Speculation & Play


Meditative questioning and critique are complimented by craft’s encouragement of play, speculation, and imagination. Working with detritus only, without instruction, allows space for non-gamified ludic play. Ludic play involves imposing imagined, speculative worlds onto material. Most games revolve around epistemic play, which involves problem solving, gaining understanding of how a system works, often leading to an end point or reward. As our mixed reality involves more and more digital, gamified, reward based, epistemic play, space for ludic play, imaginative speculation, and creative projection are lacking for both children and adults.

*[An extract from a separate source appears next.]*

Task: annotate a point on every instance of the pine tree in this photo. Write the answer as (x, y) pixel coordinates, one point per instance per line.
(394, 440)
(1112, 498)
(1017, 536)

Though gamification is often seen as beneficial for attracting and maintaining the interest of participants, it supports cultures of task-orientation and mechanised time. Naturalisation of a global mechanised time through hourly clocks shifted our perception from unique felt time to organised task-time. In the former, a task might conduct the length of time spent on it, however in the latter, time dictates the task. The issue with mechanised time is that dividing it into sections has no end, there will always be smaller and smaller divisions in which to fill more tasks (Han, 2010)(Posthumanism and Technology, 2021). Days, hours, minutes, seconds, etc. Han believes this is an underlying factor to the sense of widespread burnout. That the more embedded mechanised time is with our body, and way of life, the worse this burnout becomes. Gamification provides reward for this task orientation. Though, this gratification is disingenuous, reliant on a sense of superiority in a constructed hierarchy between those who can and cannot complete the task.

Ludic play cannot be gamified in reward-oriented sense because there is no clear or consistent goal. This also means there is no hierarchy of success nor genuine grounds for comparison between one person’s play and another’s. In crafting, this free form play is as vital an entry point as the maintenance of traditional artisanship, and analysis/deconstruction in how things are made. Learning technique and free creativity are also not mutually exclusive forms of crafting but can intertwine to explore unique techniques of constructing and deconstructing.

Encouraging speculation or imagining is a vital skill in growing from ‘Anthropos’ ideology. We must learn to think outside of Western human ethos of categorisation, segregation, organisation, and control, as supported and maintained by Capitalism. We must imagine ourselves as other critters, imagine how we can aid their experience of a non-human world that is so often manipulated, poisoned, beaten, and demolished by industry.